A Purple Heart awarded to a fallen World War II soldier will begin its journey back to his hometown in Pennsylvania today, but how the medal turned up at a Goodwill store in Lockport is still a mystery.
Goodwill Industries of Western New York will hold a ceremony this afternoon in its Buffalo headquarters at 1119 William St. to present Pvt. James E. Roland’s Purple Heart to the Patriot Guard Riders.
The motorcycle group will deliver the medal Saturday to relatives at Roland’s gravesite in the tiny borough of Westover, Pa., a mining town in Clearfield County, between Punxsutawney and Altoona. Roland’s distant cousin, Mary Roland Struble, is the mayor.

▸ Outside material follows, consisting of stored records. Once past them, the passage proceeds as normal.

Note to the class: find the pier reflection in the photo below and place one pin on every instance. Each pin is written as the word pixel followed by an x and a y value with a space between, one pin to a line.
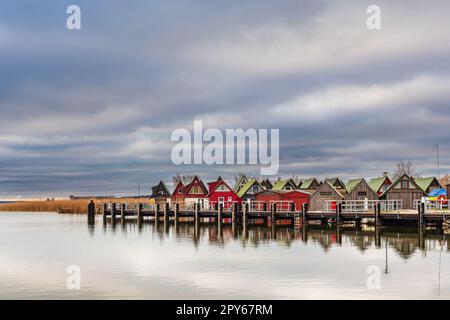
pixel 405 241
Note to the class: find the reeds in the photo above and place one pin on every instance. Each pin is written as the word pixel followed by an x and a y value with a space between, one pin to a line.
pixel 62 206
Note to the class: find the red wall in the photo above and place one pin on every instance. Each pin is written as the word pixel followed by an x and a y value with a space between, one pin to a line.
pixel 299 198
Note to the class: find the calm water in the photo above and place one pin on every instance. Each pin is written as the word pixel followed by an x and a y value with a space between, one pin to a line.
pixel 164 262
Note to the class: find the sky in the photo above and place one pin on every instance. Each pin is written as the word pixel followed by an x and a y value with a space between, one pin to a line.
pixel 91 111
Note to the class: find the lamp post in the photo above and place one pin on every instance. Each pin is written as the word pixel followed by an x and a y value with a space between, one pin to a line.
pixel 436 149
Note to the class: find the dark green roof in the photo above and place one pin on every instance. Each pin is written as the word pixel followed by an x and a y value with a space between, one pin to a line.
pixel 351 184
pixel 247 187
pixel 307 183
pixel 282 183
pixel 376 183
pixel 424 183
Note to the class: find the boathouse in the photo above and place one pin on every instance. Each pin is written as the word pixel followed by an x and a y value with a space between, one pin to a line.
pixel 283 198
pixel 325 197
pixel 428 184
pixel 406 190
pixel 240 183
pixel 178 193
pixel 267 184
pixel 380 184
pixel 310 185
pixel 286 185
pixel 220 192
pixel 196 192
pixel 359 190
pixel 249 190
pixel 161 194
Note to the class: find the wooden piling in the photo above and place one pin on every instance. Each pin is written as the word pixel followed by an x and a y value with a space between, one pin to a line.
pixel 234 210
pixel 139 213
pixel 91 212
pixel 338 213
pixel 122 212
pixel 377 214
pixel 176 213
pixel 245 209
pixel 273 214
pixel 105 208
pixel 304 213
pixel 166 211
pixel 113 213
pixel 421 213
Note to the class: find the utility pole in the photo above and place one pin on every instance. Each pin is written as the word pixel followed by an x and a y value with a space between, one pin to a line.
pixel 436 149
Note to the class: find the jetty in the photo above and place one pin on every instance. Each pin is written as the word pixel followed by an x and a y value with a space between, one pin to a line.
pixel 377 212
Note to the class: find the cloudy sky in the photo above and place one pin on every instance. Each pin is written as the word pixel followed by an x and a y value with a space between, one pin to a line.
pixel 91 111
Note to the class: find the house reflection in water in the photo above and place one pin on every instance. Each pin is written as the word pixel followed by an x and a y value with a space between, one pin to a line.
pixel 404 241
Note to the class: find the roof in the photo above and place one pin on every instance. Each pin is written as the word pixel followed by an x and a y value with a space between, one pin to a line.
pixel 376 183
pixel 247 187
pixel 424 183
pixel 397 182
pixel 438 193
pixel 282 183
pixel 307 183
pixel 332 187
pixel 242 181
pixel 213 186
pixel 351 184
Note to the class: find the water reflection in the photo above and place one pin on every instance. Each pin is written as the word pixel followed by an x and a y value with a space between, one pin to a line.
pixel 405 241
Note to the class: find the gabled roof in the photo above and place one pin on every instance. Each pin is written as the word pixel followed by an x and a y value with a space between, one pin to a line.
pixel 376 183
pixel 425 183
pixel 200 182
pixel 332 187
pixel 178 186
pixel 351 184
pixel 398 181
pixel 247 187
pixel 335 181
pixel 214 185
pixel 267 184
pixel 161 186
pixel 241 182
pixel 308 182
pixel 282 183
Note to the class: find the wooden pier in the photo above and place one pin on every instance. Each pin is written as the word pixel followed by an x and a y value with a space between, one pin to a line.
pixel 375 212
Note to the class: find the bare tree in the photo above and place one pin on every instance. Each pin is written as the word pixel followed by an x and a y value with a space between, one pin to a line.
pixel 404 167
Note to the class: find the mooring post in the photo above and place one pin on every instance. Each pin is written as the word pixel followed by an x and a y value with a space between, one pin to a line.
pixel 304 213
pixel 234 210
pixel 122 212
pixel 338 213
pixel 377 213
pixel 197 212
pixel 166 211
pixel 113 213
pixel 176 210
pixel 421 213
pixel 105 208
pixel 245 212
pixel 139 212
pixel 219 214
pixel 91 212
pixel 273 214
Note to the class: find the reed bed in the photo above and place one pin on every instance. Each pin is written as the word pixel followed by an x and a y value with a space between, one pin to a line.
pixel 78 206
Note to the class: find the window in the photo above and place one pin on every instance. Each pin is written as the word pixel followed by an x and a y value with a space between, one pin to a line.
pixel 405 184
pixel 195 190
pixel 222 188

“This is just totally amazing. It makes me very proud,” Struble told the Associated Press on Monday.
Struble, who said her family has a long history of military service, had known about Roland from Westover’s sesquicentennial celebration in 1990. His picture was on the front of the program and his biography was inside.
The medal was discovered June 28 when Goodwill employee Richard Zuehlke opened a gold-trimmed black case that was tucked into a box of household items he was unpacking at the retail store in Lockport. Roland’s name was on the back of the medal and an old photo of him was in the box.
The finding was posted on Goodwill’s Facebook page, where it was spotted by Linda Hastreiter, regional coordinator for the Patriot Guard Riders. It took her a month to track down the soldier’s family.
“The main research centered on Niagara Falls and Lockport,” she said. “I contacted Jefferson Barracks in St. Louis, where all the records are for all the veterans, to see where his last known address was.”
Hastreiter then traced him back to Westover and started calling Rolands, eventually reaching Mayor Struble.
She discovered that Roland was born in 1914, had a twin sister and never married.
After graduating from high school in 1933, he took a mechanic’s course in Ohio, then came to Niagara Falls and worked at Duncan Motors before he enlisted in the Army in 1943. He died in battle at Anzio, Italy, on May 23, 1944.
Hastreiter speculated that the Purple Heart was mailed to his former address in Niagara Falls.
Struble suggested that Roland’s twin sister or another relative lived with him in Niagara Falls and had received the medal, then passed it along until its last caretaker died.
“Somebody was probably cleaning out the house and just packed the stuff up to go to the Goodwill,” she said.